Abstract

Dear Editor, We read with keen interest the case report “Ophthalmia nodosa with intraocular caterpillar setae”1 published in MJAFI in April 2011 (MJAFI 2011;67:167–168). We compliment the author for the excellent case report and for highlighting the important issues regarding the diagnosis and management of this seemingly innocuous but potentially invasive ocular condition. We fully agree with the author for correctly highlighting the importance of repeated examination in such a case. Caterpillar hair are notorious for lying hidden under oedematous tissue and resurfacing from time to time. If not detected and removed on repeated examination they go on penetrating deeper and deeper due to their peculiar structure. We would like to point out that although the said case gave a definite history of caterpillar falling in the eye, many of the cases do not give any such history. This is particularly important in the case of serving soldiers who due to darkness are not able to give an accurate history of what went into the eye. So a high degree of suspicion is a must in a case with unilateral congestion, blepharospasm, multiple corneal abrasions, or nodular reaction involving conjunctiva. A careful repeated evaluation for detection of caterpillar setae becomes essential. However, we differ in our opinion regarding the management of intra-ocular setae.
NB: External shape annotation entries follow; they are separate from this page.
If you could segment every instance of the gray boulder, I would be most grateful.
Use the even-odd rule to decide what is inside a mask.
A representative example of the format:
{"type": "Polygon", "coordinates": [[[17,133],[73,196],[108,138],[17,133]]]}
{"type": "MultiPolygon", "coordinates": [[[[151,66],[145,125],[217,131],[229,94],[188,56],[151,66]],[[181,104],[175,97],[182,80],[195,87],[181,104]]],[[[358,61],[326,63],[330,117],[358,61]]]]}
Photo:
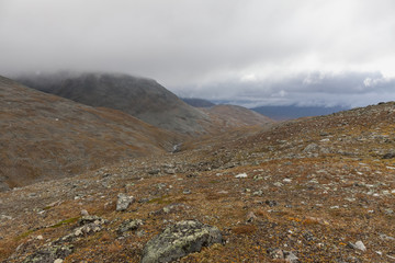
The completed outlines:
{"type": "Polygon", "coordinates": [[[135,201],[133,196],[127,196],[123,193],[120,193],[117,195],[117,202],[116,202],[116,210],[117,211],[124,211],[127,209],[127,207],[135,201]]]}
{"type": "Polygon", "coordinates": [[[198,220],[180,221],[168,226],[146,243],[142,263],[171,262],[222,241],[221,231],[216,227],[198,220]]]}
{"type": "Polygon", "coordinates": [[[74,251],[72,245],[54,245],[38,250],[35,253],[29,255],[23,263],[53,263],[54,261],[71,254],[74,251]]]}

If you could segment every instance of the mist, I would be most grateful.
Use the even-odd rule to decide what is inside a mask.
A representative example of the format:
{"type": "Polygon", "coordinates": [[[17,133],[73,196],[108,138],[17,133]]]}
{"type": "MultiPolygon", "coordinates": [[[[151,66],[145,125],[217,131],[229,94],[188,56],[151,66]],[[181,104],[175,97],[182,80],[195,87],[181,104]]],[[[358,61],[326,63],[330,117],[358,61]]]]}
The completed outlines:
{"type": "Polygon", "coordinates": [[[0,2],[0,75],[110,71],[244,105],[395,100],[395,2],[0,2]]]}

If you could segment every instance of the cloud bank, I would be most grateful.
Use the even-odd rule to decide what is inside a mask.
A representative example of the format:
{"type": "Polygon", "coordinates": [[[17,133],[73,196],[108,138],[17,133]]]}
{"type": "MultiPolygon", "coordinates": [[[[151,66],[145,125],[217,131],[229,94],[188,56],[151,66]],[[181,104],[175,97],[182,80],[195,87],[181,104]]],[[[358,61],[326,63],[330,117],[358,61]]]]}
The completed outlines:
{"type": "Polygon", "coordinates": [[[392,0],[2,0],[0,75],[120,71],[260,104],[395,100],[392,0]]]}

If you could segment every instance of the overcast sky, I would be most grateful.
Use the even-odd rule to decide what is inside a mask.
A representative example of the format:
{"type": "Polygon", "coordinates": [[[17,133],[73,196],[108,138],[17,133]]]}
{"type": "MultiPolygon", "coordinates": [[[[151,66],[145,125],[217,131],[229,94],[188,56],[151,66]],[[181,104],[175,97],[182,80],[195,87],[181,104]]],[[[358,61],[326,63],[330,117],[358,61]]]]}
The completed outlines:
{"type": "Polygon", "coordinates": [[[395,100],[394,0],[0,0],[0,75],[120,71],[245,105],[395,100]]]}

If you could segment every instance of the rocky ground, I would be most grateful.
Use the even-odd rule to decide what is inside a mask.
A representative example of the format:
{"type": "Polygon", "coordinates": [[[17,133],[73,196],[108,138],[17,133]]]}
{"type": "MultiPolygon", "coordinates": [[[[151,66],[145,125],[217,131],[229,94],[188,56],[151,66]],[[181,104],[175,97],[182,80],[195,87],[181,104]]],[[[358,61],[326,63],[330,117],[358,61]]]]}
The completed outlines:
{"type": "Polygon", "coordinates": [[[395,262],[394,128],[385,103],[0,193],[0,260],[395,262]]]}

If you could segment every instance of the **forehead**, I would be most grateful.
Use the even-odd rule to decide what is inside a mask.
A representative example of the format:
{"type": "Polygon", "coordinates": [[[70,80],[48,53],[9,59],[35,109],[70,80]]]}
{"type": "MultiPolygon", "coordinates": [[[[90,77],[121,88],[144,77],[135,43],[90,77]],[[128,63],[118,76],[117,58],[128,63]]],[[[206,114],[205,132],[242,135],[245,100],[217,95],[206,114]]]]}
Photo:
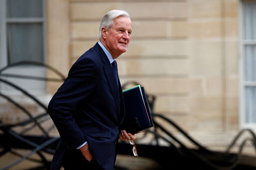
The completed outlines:
{"type": "Polygon", "coordinates": [[[125,16],[119,16],[113,20],[114,22],[112,26],[115,27],[125,27],[127,28],[132,28],[132,21],[129,18],[125,16]]]}

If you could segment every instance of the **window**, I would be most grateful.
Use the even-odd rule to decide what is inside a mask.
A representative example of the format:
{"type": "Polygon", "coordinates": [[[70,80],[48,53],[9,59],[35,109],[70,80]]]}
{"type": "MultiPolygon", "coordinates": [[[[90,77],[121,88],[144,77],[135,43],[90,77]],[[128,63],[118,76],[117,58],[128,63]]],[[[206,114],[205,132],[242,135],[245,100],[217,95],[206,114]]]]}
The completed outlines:
{"type": "MultiPolygon", "coordinates": [[[[45,62],[45,0],[0,1],[1,68],[24,61],[45,62]]],[[[42,69],[34,66],[15,67],[6,71],[31,76],[45,74],[42,69]]],[[[34,93],[45,91],[45,85],[42,82],[6,78],[34,93]]],[[[13,91],[2,84],[0,89],[11,93],[13,91]]]]}
{"type": "Polygon", "coordinates": [[[256,127],[256,0],[242,4],[241,125],[256,127]]]}

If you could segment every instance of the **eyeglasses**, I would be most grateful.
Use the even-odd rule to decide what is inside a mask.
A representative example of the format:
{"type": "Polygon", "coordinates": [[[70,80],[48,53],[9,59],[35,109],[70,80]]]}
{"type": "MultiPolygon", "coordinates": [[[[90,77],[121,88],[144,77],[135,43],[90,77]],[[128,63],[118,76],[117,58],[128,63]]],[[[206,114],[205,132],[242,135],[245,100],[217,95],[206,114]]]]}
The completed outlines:
{"type": "Polygon", "coordinates": [[[137,152],[137,149],[136,149],[136,146],[135,145],[135,143],[134,141],[132,139],[130,139],[130,144],[132,144],[133,146],[132,148],[132,152],[133,152],[133,155],[135,156],[138,157],[138,153],[137,152]]]}
{"type": "MultiPolygon", "coordinates": [[[[139,133],[141,132],[144,132],[144,135],[146,134],[146,132],[145,131],[141,131],[141,132],[140,132],[138,133],[134,133],[133,134],[136,134],[137,133],[139,133]]],[[[137,152],[137,149],[136,148],[136,145],[135,145],[135,143],[134,141],[132,140],[132,139],[130,139],[129,142],[130,142],[130,144],[132,144],[132,146],[133,146],[133,147],[132,148],[132,152],[133,153],[133,155],[135,156],[137,156],[137,157],[138,157],[138,153],[137,152]]]]}

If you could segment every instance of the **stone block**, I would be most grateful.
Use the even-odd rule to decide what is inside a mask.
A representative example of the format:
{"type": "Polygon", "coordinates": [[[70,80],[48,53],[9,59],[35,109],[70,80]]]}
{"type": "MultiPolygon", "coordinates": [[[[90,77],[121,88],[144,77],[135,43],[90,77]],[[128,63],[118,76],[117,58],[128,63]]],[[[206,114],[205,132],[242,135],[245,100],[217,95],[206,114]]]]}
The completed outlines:
{"type": "Polygon", "coordinates": [[[132,40],[124,56],[187,56],[188,41],[182,40],[132,40]]]}
{"type": "Polygon", "coordinates": [[[166,76],[188,74],[187,59],[122,58],[117,59],[118,74],[123,75],[166,76]]]}
{"type": "Polygon", "coordinates": [[[220,21],[190,22],[188,24],[189,37],[197,39],[220,38],[223,36],[222,24],[220,21]]]}
{"type": "Polygon", "coordinates": [[[190,41],[189,44],[191,76],[221,76],[224,66],[221,41],[190,41]]]}
{"type": "Polygon", "coordinates": [[[177,116],[187,115],[189,111],[188,97],[168,95],[157,96],[154,111],[156,113],[170,113],[177,116]]]}
{"type": "Polygon", "coordinates": [[[172,37],[187,37],[188,35],[189,27],[187,21],[172,21],[170,30],[172,37]]]}
{"type": "Polygon", "coordinates": [[[71,25],[73,39],[98,39],[100,22],[74,22],[71,25]]]}
{"type": "Polygon", "coordinates": [[[191,111],[204,115],[212,112],[221,113],[222,100],[221,96],[191,97],[190,102],[191,111]]]}
{"type": "Polygon", "coordinates": [[[71,4],[73,20],[100,20],[113,9],[127,11],[133,19],[184,18],[187,16],[185,2],[78,2],[71,4]],[[95,12],[97,11],[97,12],[95,12]]]}
{"type": "Polygon", "coordinates": [[[74,41],[71,43],[72,58],[77,59],[86,51],[92,47],[98,41],[74,41]]]}
{"type": "Polygon", "coordinates": [[[113,9],[121,9],[119,2],[78,2],[71,4],[72,20],[99,21],[107,12],[113,9]]]}
{"type": "Polygon", "coordinates": [[[132,40],[134,38],[166,38],[168,36],[169,23],[168,21],[135,20],[132,22],[132,40]]]}
{"type": "Polygon", "coordinates": [[[225,17],[237,18],[238,1],[237,0],[225,0],[224,1],[225,17]]]}
{"type": "Polygon", "coordinates": [[[190,0],[188,4],[189,17],[191,18],[220,18],[221,1],[190,0]]]}
{"type": "Polygon", "coordinates": [[[119,77],[121,84],[134,81],[144,86],[145,89],[153,95],[171,94],[186,95],[189,92],[189,80],[184,78],[136,76],[119,77]]]}
{"type": "Polygon", "coordinates": [[[206,92],[205,96],[221,96],[223,89],[222,81],[225,81],[220,77],[207,77],[205,78],[206,92]]]}

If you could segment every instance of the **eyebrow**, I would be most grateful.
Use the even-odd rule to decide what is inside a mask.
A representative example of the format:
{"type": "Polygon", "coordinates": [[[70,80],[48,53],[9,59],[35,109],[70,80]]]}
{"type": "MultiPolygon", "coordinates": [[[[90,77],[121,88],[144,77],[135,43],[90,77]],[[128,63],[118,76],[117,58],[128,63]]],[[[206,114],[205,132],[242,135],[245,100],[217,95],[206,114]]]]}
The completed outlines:
{"type": "MultiPolygon", "coordinates": [[[[117,29],[116,29],[116,30],[119,30],[119,29],[122,29],[122,30],[125,30],[125,29],[124,28],[123,28],[123,27],[119,27],[117,28],[117,29]]],[[[132,33],[132,30],[128,30],[128,31],[129,31],[129,32],[130,32],[131,33],[132,33]]]]}

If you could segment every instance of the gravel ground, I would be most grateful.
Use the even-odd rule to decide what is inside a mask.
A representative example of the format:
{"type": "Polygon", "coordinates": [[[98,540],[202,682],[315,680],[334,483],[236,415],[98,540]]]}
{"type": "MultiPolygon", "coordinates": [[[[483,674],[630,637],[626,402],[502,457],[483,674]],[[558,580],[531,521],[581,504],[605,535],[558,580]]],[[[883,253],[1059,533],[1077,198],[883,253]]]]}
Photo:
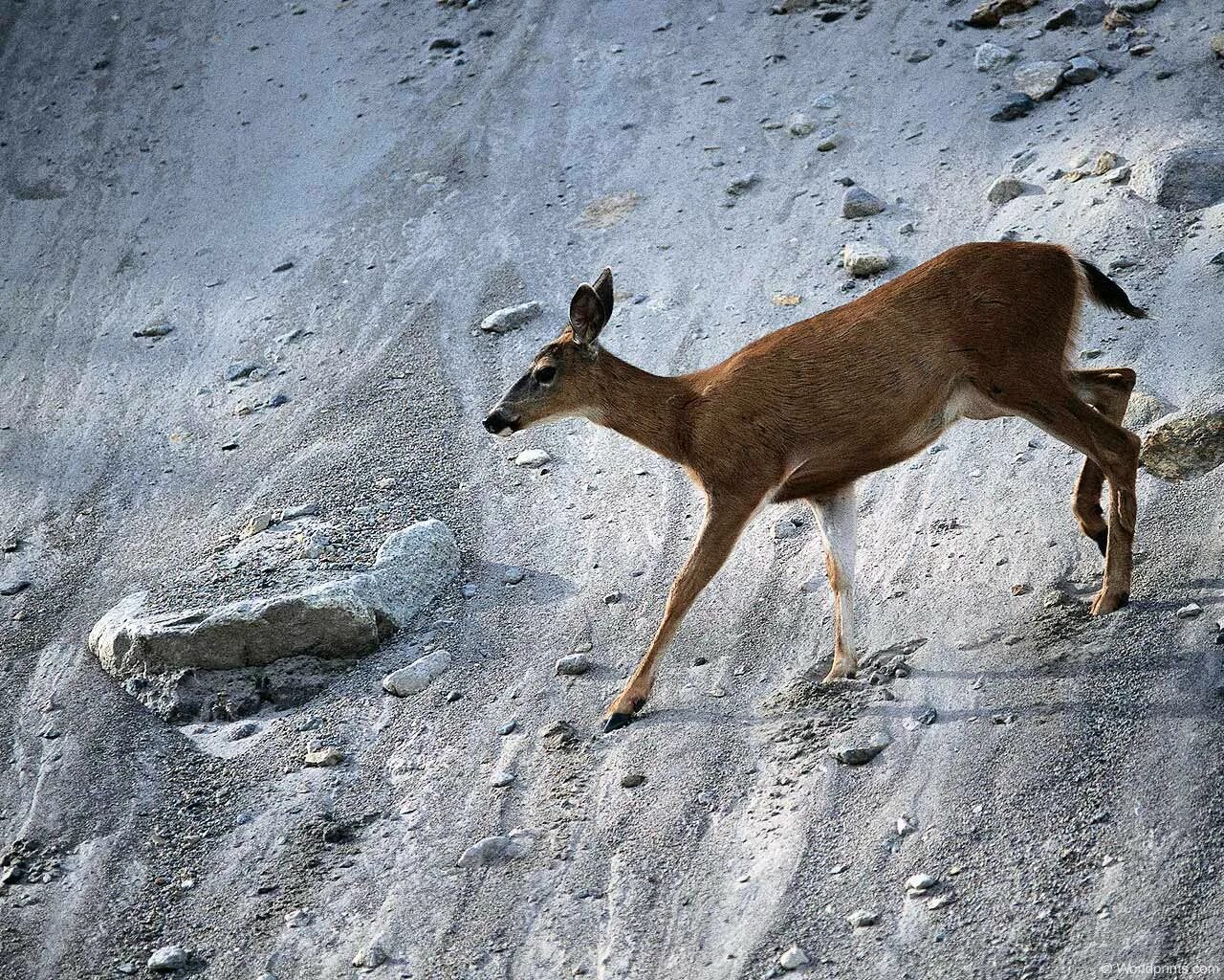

We would prefer to remove the setae visible in the anterior chamber as they have the potential of deeper penetration,2 causing iritis, vitritis,3 or even endophthalmitis4 or panophthalmitis. We managed a very similar case of caterpillar setae in a serving soldier with two intraocular setae in the anterior chamber by removing them through a clear corneal sutureless valve incision with full recovery. In addition, we would also like to cite Cadera et al5 who have classified caterpillar setaeinduced inflammatory reaction into five following types. • Type 1—An acute reaction to the hair consisting of chemo-sis and inflammation. This begins immediately and lasts for some weeks. • Type 2—Chronic mechanical keratoconjunctivitis caused by hair lodged in the bulbar or palpebral conjunctiva. • Type 3—Formation of grey-yellow nodules in the conjunctiva (granuloma). • Type 4—Iritis secondary to hair penetrating off the anterior segment. • Type 5—Vitreoretinal involvement after the hair penetrates the posterior segment via the anterior chamber or transsclerally. This is a very relevant and clinically useful classification.